Wednesday, September 14, 2011

Thoughts, Feelings, and Articulation in Stephen King's IT

A theme that recurs in Stephen King’s IT is having a thought that one is unable to articulate.

I first encountered this theme on page 245, where Bill reflects on how he misses his dead brother Georgie, and yet he is afraid of encountering Georgie’s ghost. The narrator states: “These were not things of which [Bill] could have spoken; to his mind the ideas were nothing but an incoherent jumble. But his warm and desiring heart understood, and that was all that mattered.”

Another example occurs on page 494. A mocking coach says to a crying young Ben Hanscom after other kids have persecuted Ben for being fat: “You think I’m going to comfort you?…I’m not. You disgust them and you disgust me as well. We got different reasons, but that’s because they’re kids and I’m not. They don’t know why you disgust them. I do know. It’s because I see you burying the good body God gave you in a great big mess of fat. It’s a lot of stupid self-indulgence, and it makes me want to puke…”

Again, we see the theme of people (in this case, kids) having feelings that they are not able to articulate or understand.

Then there is page 786. Eddie Kaspbrak has just been severely beaten up by Henry Bowers and his gang, and yet Eddie feels a sense of relief. The passage says: “[Eddie] didn’t know…why he should feel, in spite of the pain, such intense relief. Was it maybe just because he was still alive, that the worst he had suffered was a broken arm, and there were still some pieces to pick up? He settled for that, but years later, sitting in the Derry Library with a glass of gin and prune juice in front of him and his aspirator near at hand, he told the others he thought it was something more than that; he had been old enough to feel that something more, but not to understand or define it. I think it was the first real pain I ever felt in my life, he would tell the others. It wasn’t what I thought it would be at all. It didn’t put an end to me as a person. I think…it gave me a basis for comparison, finding out you could still exist inside the pain, in spite of the pain.”

There are more examples of this theme in the book, but these were my favorites.
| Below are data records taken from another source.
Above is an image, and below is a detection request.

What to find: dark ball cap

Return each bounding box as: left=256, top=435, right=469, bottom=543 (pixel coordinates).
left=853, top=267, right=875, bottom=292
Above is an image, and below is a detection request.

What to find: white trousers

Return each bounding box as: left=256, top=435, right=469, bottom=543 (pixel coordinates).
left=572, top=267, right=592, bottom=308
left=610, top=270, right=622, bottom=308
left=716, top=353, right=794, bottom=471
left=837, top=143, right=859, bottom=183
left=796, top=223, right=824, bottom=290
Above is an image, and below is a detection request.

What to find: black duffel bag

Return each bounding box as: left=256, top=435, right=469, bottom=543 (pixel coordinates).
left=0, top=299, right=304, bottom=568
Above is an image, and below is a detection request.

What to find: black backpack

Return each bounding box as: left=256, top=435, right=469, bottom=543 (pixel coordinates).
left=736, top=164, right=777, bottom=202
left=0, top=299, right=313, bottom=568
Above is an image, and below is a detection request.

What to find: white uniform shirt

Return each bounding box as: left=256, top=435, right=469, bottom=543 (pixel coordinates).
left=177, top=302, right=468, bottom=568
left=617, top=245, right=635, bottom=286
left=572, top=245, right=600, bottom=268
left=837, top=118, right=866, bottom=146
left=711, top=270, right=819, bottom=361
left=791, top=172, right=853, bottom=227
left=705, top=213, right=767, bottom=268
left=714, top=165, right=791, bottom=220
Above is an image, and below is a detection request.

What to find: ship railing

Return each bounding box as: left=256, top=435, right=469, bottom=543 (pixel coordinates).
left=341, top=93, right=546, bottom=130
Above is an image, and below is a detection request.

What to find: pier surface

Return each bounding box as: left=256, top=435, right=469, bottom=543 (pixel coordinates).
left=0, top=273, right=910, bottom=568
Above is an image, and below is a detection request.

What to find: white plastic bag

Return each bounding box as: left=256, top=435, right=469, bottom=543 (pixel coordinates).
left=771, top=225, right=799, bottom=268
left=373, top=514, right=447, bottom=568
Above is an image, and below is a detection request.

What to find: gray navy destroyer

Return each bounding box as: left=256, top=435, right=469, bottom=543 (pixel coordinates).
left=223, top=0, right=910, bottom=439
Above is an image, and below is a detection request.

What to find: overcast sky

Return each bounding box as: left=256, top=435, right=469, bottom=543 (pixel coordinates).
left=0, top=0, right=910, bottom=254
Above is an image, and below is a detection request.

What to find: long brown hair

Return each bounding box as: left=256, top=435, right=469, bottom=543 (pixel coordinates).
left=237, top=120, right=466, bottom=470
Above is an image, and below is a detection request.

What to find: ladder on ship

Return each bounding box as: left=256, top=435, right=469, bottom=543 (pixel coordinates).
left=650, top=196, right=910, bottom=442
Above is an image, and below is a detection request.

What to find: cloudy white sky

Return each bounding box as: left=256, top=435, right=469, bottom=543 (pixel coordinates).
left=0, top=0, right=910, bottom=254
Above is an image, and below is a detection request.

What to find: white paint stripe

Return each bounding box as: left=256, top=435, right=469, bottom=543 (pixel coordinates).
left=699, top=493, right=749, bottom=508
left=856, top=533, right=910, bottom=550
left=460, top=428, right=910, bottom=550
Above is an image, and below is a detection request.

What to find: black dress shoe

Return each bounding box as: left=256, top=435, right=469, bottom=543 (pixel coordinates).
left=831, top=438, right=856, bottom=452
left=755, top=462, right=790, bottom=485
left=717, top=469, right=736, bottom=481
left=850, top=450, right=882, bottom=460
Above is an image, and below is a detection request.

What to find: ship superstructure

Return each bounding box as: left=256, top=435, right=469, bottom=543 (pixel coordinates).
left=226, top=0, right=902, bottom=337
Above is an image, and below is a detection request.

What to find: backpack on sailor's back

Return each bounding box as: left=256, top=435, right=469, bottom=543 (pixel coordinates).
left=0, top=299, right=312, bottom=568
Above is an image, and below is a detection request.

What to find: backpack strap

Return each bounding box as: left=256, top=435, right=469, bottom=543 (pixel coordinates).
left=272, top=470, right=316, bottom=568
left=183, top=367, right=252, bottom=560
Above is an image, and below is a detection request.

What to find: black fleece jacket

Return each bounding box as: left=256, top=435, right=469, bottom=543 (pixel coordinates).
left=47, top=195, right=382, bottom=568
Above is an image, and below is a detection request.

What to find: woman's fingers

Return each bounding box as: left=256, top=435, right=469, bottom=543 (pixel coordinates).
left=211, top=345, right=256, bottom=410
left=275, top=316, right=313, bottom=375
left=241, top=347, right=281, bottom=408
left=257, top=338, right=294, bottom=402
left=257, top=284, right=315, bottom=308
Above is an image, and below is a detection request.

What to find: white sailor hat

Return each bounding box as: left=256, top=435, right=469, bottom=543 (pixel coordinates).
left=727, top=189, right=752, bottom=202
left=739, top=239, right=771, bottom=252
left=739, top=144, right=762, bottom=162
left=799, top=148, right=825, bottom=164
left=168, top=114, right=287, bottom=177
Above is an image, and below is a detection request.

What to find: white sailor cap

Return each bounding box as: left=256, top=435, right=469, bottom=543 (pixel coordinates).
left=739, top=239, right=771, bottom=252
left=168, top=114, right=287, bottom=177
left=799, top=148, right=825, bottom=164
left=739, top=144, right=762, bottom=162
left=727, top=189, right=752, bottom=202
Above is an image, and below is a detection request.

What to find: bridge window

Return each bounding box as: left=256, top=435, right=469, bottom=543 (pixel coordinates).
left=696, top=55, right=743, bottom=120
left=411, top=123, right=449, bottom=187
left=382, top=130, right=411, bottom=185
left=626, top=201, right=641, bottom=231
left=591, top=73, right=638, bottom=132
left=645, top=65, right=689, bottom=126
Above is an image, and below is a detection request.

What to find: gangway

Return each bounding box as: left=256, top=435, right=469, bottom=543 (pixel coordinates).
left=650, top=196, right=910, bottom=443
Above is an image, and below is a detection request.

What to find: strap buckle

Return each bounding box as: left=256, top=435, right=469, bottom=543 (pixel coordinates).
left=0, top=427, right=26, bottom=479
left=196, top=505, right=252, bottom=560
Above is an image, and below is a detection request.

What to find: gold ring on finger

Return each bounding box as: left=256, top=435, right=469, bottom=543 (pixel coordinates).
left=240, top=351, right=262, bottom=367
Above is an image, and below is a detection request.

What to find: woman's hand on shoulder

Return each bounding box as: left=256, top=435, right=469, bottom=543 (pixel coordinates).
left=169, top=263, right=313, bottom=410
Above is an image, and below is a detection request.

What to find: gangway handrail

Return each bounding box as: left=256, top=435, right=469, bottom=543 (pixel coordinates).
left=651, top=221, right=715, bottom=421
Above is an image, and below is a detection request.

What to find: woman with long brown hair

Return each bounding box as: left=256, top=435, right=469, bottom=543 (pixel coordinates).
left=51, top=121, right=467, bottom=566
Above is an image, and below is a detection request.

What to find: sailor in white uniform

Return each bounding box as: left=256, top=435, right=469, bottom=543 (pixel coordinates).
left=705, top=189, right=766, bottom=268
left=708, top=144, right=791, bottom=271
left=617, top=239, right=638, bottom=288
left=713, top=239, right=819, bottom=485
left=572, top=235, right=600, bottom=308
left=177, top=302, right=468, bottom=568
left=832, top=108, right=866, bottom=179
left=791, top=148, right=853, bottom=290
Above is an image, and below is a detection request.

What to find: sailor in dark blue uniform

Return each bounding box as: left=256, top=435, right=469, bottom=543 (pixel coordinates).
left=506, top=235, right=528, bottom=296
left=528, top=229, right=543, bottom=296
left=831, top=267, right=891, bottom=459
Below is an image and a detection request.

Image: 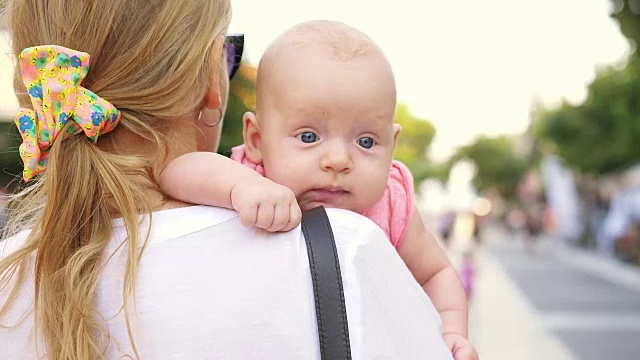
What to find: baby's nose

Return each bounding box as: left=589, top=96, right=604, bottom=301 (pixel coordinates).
left=320, top=146, right=353, bottom=172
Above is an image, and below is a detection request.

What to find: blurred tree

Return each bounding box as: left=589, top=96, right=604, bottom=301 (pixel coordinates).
left=449, top=136, right=530, bottom=201
left=394, top=103, right=447, bottom=184
left=609, top=0, right=640, bottom=57
left=532, top=61, right=640, bottom=175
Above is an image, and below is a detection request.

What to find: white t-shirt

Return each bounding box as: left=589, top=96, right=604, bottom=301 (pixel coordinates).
left=0, top=206, right=451, bottom=359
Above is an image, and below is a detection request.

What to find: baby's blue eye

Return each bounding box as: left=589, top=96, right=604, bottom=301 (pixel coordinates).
left=298, top=131, right=318, bottom=144
left=358, top=136, right=376, bottom=149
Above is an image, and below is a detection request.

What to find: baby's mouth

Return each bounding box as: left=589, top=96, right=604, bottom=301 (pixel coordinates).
left=311, top=186, right=349, bottom=202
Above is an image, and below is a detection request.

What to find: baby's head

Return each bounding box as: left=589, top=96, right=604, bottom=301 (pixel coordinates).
left=244, top=21, right=400, bottom=212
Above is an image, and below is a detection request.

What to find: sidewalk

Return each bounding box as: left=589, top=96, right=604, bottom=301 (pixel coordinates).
left=452, top=229, right=575, bottom=360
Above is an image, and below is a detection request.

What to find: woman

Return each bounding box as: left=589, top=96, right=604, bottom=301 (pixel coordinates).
left=0, top=0, right=447, bottom=359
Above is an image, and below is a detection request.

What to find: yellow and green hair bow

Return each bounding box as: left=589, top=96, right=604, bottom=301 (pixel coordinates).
left=15, top=45, right=120, bottom=181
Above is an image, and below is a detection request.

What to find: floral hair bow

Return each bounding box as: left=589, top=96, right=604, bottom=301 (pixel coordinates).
left=15, top=45, right=120, bottom=181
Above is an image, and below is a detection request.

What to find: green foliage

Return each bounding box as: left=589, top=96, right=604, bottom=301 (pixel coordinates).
left=449, top=136, right=530, bottom=201
left=610, top=0, right=640, bottom=57
left=533, top=59, right=640, bottom=175
left=394, top=104, right=446, bottom=184
left=532, top=0, right=640, bottom=175
left=218, top=63, right=256, bottom=154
And I identify with this theme, because there are thoughts, feelings, and emotions that I am not able to articulate to myself or to others. Yet, they’re there.

I have three thoughts:

1. On page 514, adult Mike says to other members of the Losers’ Club: “Since the turn of the year I’ve been keeping a journal. And when a man writes, he thinks harder…or maybe just more specifically.” One way to understand one’s feelings is to express them through writing, for writing can force one to come up with words and to focus. In Mike’s case, he was trying to organize the vast jumble of questions and insights that he had about IT into something coherent.
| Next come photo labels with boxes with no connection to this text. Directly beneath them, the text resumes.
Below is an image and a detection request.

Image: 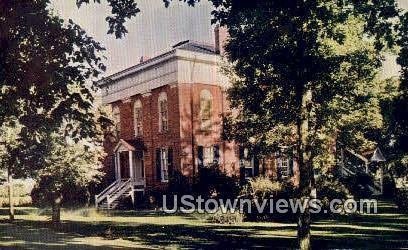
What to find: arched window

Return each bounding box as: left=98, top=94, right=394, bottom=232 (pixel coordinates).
left=112, top=106, right=120, bottom=138
left=133, top=100, right=143, bottom=136
left=200, top=89, right=213, bottom=130
left=159, top=92, right=169, bottom=132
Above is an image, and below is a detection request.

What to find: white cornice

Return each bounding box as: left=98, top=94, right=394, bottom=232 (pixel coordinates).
left=98, top=49, right=226, bottom=104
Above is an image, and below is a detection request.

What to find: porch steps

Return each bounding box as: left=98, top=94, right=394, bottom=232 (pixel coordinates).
left=95, top=179, right=144, bottom=209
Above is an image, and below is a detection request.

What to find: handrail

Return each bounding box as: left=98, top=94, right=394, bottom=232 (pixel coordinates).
left=95, top=179, right=122, bottom=207
left=107, top=179, right=132, bottom=208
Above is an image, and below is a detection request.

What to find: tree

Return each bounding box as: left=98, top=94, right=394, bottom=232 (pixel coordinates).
left=213, top=0, right=398, bottom=249
left=32, top=127, right=105, bottom=223
left=0, top=0, right=105, bottom=221
left=0, top=118, right=21, bottom=221
left=390, top=12, right=408, bottom=182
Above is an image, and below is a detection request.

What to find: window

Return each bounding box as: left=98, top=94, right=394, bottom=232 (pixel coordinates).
left=198, top=145, right=220, bottom=167
left=200, top=89, right=212, bottom=130
left=239, top=147, right=257, bottom=180
left=276, top=154, right=290, bottom=178
left=160, top=148, right=169, bottom=182
left=203, top=147, right=214, bottom=166
left=133, top=100, right=143, bottom=136
left=241, top=148, right=255, bottom=179
left=159, top=92, right=169, bottom=132
left=112, top=106, right=120, bottom=138
left=156, top=147, right=173, bottom=182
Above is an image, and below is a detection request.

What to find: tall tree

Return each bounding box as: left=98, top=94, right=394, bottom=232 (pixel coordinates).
left=31, top=123, right=105, bottom=223
left=0, top=0, right=105, bottom=218
left=213, top=0, right=398, bottom=249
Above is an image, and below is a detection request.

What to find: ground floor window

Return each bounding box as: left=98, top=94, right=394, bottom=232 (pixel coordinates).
left=156, top=148, right=172, bottom=182
left=240, top=148, right=255, bottom=179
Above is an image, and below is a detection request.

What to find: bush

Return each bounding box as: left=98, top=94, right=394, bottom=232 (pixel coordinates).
left=207, top=209, right=244, bottom=224
left=0, top=196, right=32, bottom=207
left=193, top=165, right=239, bottom=199
left=168, top=171, right=192, bottom=196
left=382, top=175, right=396, bottom=197
left=241, top=176, right=295, bottom=221
left=31, top=178, right=90, bottom=207
left=342, top=172, right=374, bottom=198
left=316, top=176, right=351, bottom=215
left=394, top=189, right=408, bottom=213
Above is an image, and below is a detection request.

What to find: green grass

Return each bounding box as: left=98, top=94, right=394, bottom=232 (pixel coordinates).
left=0, top=202, right=408, bottom=249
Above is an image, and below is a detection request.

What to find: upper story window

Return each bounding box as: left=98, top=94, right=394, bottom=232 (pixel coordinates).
left=133, top=100, right=143, bottom=136
left=275, top=153, right=291, bottom=178
left=112, top=106, right=120, bottom=138
left=198, top=145, right=220, bottom=167
left=239, top=148, right=255, bottom=179
left=200, top=89, right=213, bottom=130
left=159, top=92, right=169, bottom=132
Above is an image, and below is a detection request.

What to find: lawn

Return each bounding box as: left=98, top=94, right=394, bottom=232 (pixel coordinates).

2. After the coach insulted young Ben for being fat, Ben lost weight and performed successfully in the track trials. The coach, outraged, punched Ben. Ben said to him: “I’ll tell you what, Coach. You get one free, on account of you’re a sore loser but too old to learn any better now. But you put one more on me and I’ll try to see to it that you lose your job. I’m not sure I can do it, but I can make a good try. I lost the weight so I could have a little dignity and a little peace. Those are things worth fighting for.”

As adult Ben tells this story to the others in the Losers’ Club, Bill, a writer, doubts that Ben as a child could have actually talked like that. Ben responds: “I doubt if any kid who hadn’t been through the things we went through ever did…But I said them…and I meant them.”

There is a degree of reflection and articulation that comes with maturity. I do not always have those things, to be honest, perhaps because I am too busy worrying about myself and my life. Pain can deepen a person, but it can also turn a person so inward that he or she does not reflect on the outside world. But having a sense of self-worth may also be a part of being a deeper person, for Ben as a child was able to articulate what he wanted, his personal dignity, and what he considered worth fighting for. At times, I compare my blog with those of others and I wonder, “Man, why can’t I be that deep?” But I have to start where I am. And the books that I read help me to reflect on the outside world and what is within me—on what is good, what is bad, and where I should go from there.

3. I recently started Stephen King’s The Stand: The Complete and Uncut Edition. On page 18, as Fran Goldsmith talks with her boyfriend, Jesse (whom I picture as Michael Shanks from Stargate SG-1), she tells him that she doesn’t want to marry him. When Jesse asks why not, she replies: “I have to think of my reasons why not. I’m not going to let you draw me into a discussion of my reasons why not, because right now I don’t know.”

There are times when we cannot articulate our feelings about other people. I think that obsessing over this can be a bad thing, for one can be so busy trying to express why somebody else is “off”, that he does not focus on showing love for that person. But, especially in cases where one is considering whom to marry, trying to express those feelings may be a good thing.

On page 17, Jesse asks Fran “can’t we just talk”, when Fran and he are talking. But Jesse believes that there is a difference between talking and talking. This has something to do with the issue of articulation. Maybe it’s relevant because communication involves both sides articulating what they feel, and each understanding what the other is saying.